Contempt

Jean-Luc Godard

1963

102 minutes

Wikipedia link

IMDB link

TV Tropes link

This is a Godard film starring Brigitte Bardot, Michel Piccoli, and believe it or not Jack Palance. It is one of those French New Wave films where you're going to spend a lot of time looking at the architecture, and the house Brigitte Bardot and Michel Piccoli share is an absolutely gorgeous space in which to stalk around arguing with your spouse.

You mostly know Jack Palance from Shane, which is not one of your favorite films. However, you absolutely do love him as the bad guy in it. He is delightfully menacing, and his moments on screen in that film were helpful to you in occasionally being a bad guy in real life. His character goads and taunts some idiot into drawing his gun as an excuse to shoot him. You weren't quite as much of a sociopath about this as your co-workers, but this strategy proved useful several times when dealing with unpleasant or difficult customers when you drove a taxi in particular. Your shadier co-workers would regularly pick fights with customers they didn't want to take out to the outskirts just as an excuse to ditch them on the street and pick up more lucrative calls. You rarely did this for such mercenary reasons, but for some terrible customers you would deliberately subtly escalate conflicts until they crossed some line (like swearing at you) so you would have an excuse to eject them. This was a perfectly blunt way of dealing with rude idiots whose bluster you didn't feel like tolerating on a stressful night, and it was a good way of blowing off steam.

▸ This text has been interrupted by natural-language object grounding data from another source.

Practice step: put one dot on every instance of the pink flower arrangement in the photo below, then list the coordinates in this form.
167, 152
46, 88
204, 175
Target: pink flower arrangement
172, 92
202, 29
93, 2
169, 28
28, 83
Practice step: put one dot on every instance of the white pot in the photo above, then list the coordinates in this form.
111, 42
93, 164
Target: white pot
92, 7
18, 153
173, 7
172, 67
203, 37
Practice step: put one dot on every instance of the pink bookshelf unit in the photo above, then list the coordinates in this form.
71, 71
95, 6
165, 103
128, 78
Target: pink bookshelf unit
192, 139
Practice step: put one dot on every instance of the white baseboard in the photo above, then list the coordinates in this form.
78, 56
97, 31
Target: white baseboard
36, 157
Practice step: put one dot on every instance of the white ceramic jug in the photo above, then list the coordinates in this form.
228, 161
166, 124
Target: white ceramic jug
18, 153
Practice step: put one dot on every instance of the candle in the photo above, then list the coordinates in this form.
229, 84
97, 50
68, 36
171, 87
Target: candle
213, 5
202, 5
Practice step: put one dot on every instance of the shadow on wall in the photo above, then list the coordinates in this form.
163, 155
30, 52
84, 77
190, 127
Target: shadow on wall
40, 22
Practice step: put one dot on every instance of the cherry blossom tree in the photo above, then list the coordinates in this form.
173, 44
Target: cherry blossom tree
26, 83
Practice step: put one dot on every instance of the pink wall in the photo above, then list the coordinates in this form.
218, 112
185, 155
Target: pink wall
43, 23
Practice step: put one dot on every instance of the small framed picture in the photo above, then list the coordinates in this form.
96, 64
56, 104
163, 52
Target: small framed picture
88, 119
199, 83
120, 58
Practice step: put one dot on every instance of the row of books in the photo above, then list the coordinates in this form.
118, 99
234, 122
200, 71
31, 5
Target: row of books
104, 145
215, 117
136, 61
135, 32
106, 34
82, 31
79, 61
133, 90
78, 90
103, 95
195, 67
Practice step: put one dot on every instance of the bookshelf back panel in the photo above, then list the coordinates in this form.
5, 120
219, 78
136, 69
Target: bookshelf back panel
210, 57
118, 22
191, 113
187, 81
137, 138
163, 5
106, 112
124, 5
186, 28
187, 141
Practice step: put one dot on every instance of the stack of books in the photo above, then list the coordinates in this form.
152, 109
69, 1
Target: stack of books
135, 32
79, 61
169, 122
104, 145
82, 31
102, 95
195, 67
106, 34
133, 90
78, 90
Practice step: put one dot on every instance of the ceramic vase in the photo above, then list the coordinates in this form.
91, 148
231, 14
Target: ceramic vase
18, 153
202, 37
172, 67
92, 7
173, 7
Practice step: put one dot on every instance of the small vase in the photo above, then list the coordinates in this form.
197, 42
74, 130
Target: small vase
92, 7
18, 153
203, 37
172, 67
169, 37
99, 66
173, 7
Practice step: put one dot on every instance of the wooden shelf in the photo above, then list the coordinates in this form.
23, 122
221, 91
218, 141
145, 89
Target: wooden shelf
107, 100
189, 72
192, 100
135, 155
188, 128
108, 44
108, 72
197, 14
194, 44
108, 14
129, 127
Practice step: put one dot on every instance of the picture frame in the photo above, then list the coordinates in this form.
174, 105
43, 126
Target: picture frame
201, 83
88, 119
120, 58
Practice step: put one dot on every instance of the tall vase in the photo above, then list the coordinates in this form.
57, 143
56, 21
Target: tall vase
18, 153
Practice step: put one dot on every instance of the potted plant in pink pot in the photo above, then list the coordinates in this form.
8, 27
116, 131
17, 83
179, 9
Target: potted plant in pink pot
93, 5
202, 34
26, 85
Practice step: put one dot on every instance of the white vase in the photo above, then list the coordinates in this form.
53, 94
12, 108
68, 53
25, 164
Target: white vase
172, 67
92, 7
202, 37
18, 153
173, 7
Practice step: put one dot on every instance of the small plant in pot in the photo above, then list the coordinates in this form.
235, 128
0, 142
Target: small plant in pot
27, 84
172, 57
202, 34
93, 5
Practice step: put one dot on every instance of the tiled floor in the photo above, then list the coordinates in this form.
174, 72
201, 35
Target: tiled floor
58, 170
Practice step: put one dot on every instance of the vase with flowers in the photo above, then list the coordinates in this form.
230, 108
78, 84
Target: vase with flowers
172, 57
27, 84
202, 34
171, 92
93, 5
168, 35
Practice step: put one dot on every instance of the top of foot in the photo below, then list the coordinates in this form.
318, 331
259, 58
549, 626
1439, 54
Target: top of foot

Your more psychotic friends would sometimes goad fares into an actual fistfight just as an excuse to get into a scrap, which always seemed a bit counterproductive to you. There was enough conflict on the job where such opportunities arose naturally without inviting more.

You're usually a peacemaker and a de-escalator. And grey-rocking difficult people is usually your go-to option for dealing with idiots of all sort. But being able to goad someone into overreacting is a wonderfully essential tool to have in your toolbox when presented with assholes and bullies. This strategy serves you to this day, and you have Jack Palance to thank for it.